Alexander gained from [Aristotle] not only moral and political knowledge, but was also instructed in those more secret and profound branches of science, which they call epoptic and acroamatic; and which they did not communicate to every common scholar. For when Alexander was in Asia, and received information that Aristotle had published some books, in which those points were discussed, he wrote to him a letter, on behalf of Philosophy, in which he blamed the course he had taken.
Alexander to Aristotle, prosperity.
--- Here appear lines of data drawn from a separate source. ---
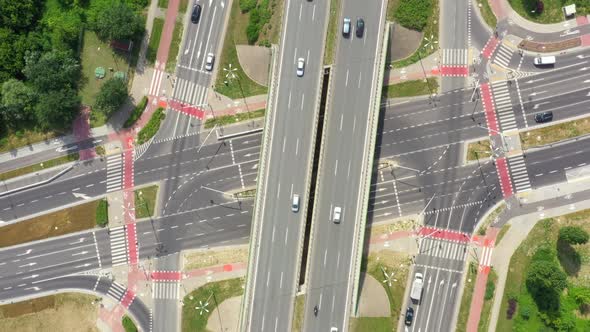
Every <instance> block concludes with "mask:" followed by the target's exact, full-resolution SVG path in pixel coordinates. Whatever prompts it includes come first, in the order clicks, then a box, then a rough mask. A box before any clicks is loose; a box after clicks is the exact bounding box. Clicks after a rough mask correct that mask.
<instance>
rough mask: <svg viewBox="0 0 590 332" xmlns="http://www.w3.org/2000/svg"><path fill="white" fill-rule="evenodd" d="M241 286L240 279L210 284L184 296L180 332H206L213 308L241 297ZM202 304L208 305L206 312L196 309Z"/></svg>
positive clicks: (241, 286) (200, 305)
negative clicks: (240, 295) (234, 297)
mask: <svg viewBox="0 0 590 332" xmlns="http://www.w3.org/2000/svg"><path fill="white" fill-rule="evenodd" d="M243 285H244V280H243V279H242V278H235V279H228V280H222V281H217V282H210V283H208V284H205V285H204V286H202V287H200V288H197V289H196V290H194V291H192V292H190V293H189V294H188V295H186V296H185V297H184V299H183V300H182V302H183V304H184V305H183V306H182V318H181V320H182V329H181V330H182V332H193V331H207V330H206V327H207V321H208V320H209V316H211V314H212V313H213V311H214V310H215V308H217V306H218V305H219V304H221V303H222V302H223V301H225V300H226V299H229V298H232V297H235V296H240V295H242V294H243V293H244V289H243V288H242V286H243ZM203 303H207V304H208V305H207V306H206V308H207V310H208V311H202V312H201V311H200V310H199V309H196V308H200V307H202V306H203V305H202V304H203ZM201 313H202V314H201Z"/></svg>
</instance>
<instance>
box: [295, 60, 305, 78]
mask: <svg viewBox="0 0 590 332" xmlns="http://www.w3.org/2000/svg"><path fill="white" fill-rule="evenodd" d="M304 71H305V59H304V58H299V59H297V76H299V77H302V76H303V72H304Z"/></svg>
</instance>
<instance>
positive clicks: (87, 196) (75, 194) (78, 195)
mask: <svg viewBox="0 0 590 332" xmlns="http://www.w3.org/2000/svg"><path fill="white" fill-rule="evenodd" d="M72 194H73V195H74V197H76V198H81V199H83V200H87V199H90V197H88V195H84V194H82V193H72Z"/></svg>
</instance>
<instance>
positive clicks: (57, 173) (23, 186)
mask: <svg viewBox="0 0 590 332" xmlns="http://www.w3.org/2000/svg"><path fill="white" fill-rule="evenodd" d="M77 164H78V163H77V162H76V163H73V164H71V165H70V166H69V167H67V168H66V169H64V170H62V171H61V172H59V173H57V174H56V175H54V176H52V177H50V178H49V179H47V180H44V181H40V182H37V183H32V184H29V185H26V186H23V187H20V188H16V189H12V190H8V191H4V192H1V193H0V197H4V196H8V195H11V194H14V193H17V192H19V191H23V190H28V189H31V188H35V187H38V186H42V185H45V184H48V183H50V182H52V181H54V180H55V179H57V178H59V177H60V176H62V175H64V174H65V173H67V172H69V171H70V170H71V169H72V168H74V166H76V165H77Z"/></svg>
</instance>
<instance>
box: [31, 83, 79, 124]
mask: <svg viewBox="0 0 590 332" xmlns="http://www.w3.org/2000/svg"><path fill="white" fill-rule="evenodd" d="M79 110H80V98H79V97H78V94H77V92H76V90H74V89H72V88H70V87H64V88H62V89H61V90H54V91H50V92H47V93H43V94H41V95H39V102H38V103H37V107H36V108H35V114H36V115H37V121H38V122H39V124H40V125H41V126H42V127H44V128H58V129H66V128H69V126H70V125H71V124H72V121H74V119H75V118H76V116H78V113H79Z"/></svg>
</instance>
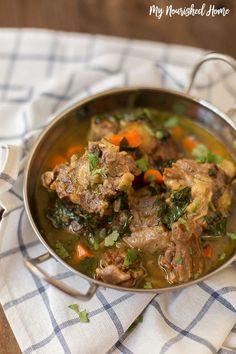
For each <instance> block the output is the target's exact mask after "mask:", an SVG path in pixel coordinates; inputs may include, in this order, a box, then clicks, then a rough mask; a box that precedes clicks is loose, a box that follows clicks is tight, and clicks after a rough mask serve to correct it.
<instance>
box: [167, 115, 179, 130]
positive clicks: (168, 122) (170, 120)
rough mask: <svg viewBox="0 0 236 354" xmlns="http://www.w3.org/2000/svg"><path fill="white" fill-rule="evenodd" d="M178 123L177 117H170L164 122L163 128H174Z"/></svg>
mask: <svg viewBox="0 0 236 354" xmlns="http://www.w3.org/2000/svg"><path fill="white" fill-rule="evenodd" d="M178 124H179V118H178V117H170V118H169V119H167V120H166V121H165V123H164V126H165V128H168V129H170V128H174V127H176V125H178Z"/></svg>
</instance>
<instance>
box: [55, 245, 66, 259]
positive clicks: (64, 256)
mask: <svg viewBox="0 0 236 354" xmlns="http://www.w3.org/2000/svg"><path fill="white" fill-rule="evenodd" d="M55 252H56V254H58V256H59V257H61V258H62V259H65V258H68V257H70V254H69V252H68V251H67V249H66V248H65V246H64V245H63V243H62V242H60V241H57V243H56V245H55Z"/></svg>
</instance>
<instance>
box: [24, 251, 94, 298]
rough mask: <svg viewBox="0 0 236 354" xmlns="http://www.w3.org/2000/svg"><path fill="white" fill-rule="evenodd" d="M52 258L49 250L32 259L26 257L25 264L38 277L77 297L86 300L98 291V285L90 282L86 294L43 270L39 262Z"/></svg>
mask: <svg viewBox="0 0 236 354" xmlns="http://www.w3.org/2000/svg"><path fill="white" fill-rule="evenodd" d="M50 258H51V255H50V253H49V252H47V253H44V254H42V255H40V256H38V257H36V258H31V259H29V258H25V259H24V264H25V266H26V268H27V269H28V270H29V271H30V272H31V273H32V274H34V275H36V277H38V278H40V279H42V280H44V281H46V282H47V283H48V284H51V285H52V286H54V287H55V288H57V289H59V290H61V291H63V292H64V293H66V294H67V295H70V296H73V297H76V298H77V299H80V300H84V301H87V300H89V299H91V297H92V296H93V295H94V294H95V292H96V289H97V285H95V284H90V287H89V289H88V290H87V292H86V293H85V294H83V293H81V292H80V291H78V290H75V289H73V288H71V287H70V286H68V285H66V284H64V283H63V282H62V281H60V280H57V279H55V278H53V277H51V276H50V275H49V274H48V273H46V272H45V271H44V270H42V269H41V268H40V267H39V266H38V264H40V263H43V262H45V261H47V260H49V259H50Z"/></svg>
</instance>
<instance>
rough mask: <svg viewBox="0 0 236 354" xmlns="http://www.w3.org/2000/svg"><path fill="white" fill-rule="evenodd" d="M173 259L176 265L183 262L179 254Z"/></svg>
mask: <svg viewBox="0 0 236 354" xmlns="http://www.w3.org/2000/svg"><path fill="white" fill-rule="evenodd" d="M174 260H175V263H176V264H178V265H180V264H183V258H182V257H181V256H176V257H175V259H174Z"/></svg>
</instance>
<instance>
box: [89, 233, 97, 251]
mask: <svg viewBox="0 0 236 354" xmlns="http://www.w3.org/2000/svg"><path fill="white" fill-rule="evenodd" d="M87 238H88V242H89V244H90V245H91V246H93V249H94V250H95V251H98V250H99V243H98V240H96V238H95V236H94V235H93V234H92V233H91V232H90V233H89V234H88V236H87Z"/></svg>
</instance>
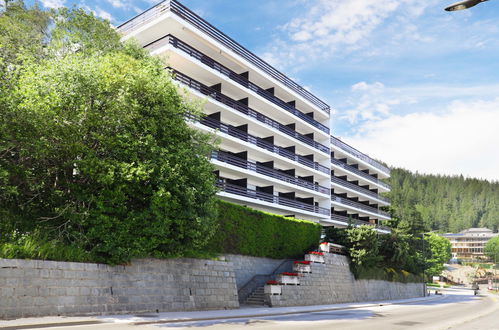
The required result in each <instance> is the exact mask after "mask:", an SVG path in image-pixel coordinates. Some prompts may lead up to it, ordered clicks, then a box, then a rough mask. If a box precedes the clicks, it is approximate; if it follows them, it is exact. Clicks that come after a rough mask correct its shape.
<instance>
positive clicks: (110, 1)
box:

You did wrong in publishing the acroamatic parts of science. In what shall we differ from others, if the sublimer knowledge, which we gained from you, be made common to all the world? For my part, I had rather excel the bulk of mankind in the superior parts of learning, than in the extent of power and dominion. Farewell. --Plutarch, in vit. Alex.
      

An alternative explanation, suggested by someone guessing at the meaning, is that it is based on a character created by the Scots comedian Robbie Coltrane.

Mason Boyne, Presbyterian bigot and Orange Lodge member, says to his wife, “Did you know, Morag, that if you spell ‘Pope’ backwards you get ‘Epop,’ which is a four-letter word beginning with ‘E’ like ‘Evil’? You see, it's all there in the Bible if you just shoogle the letters around a bit.”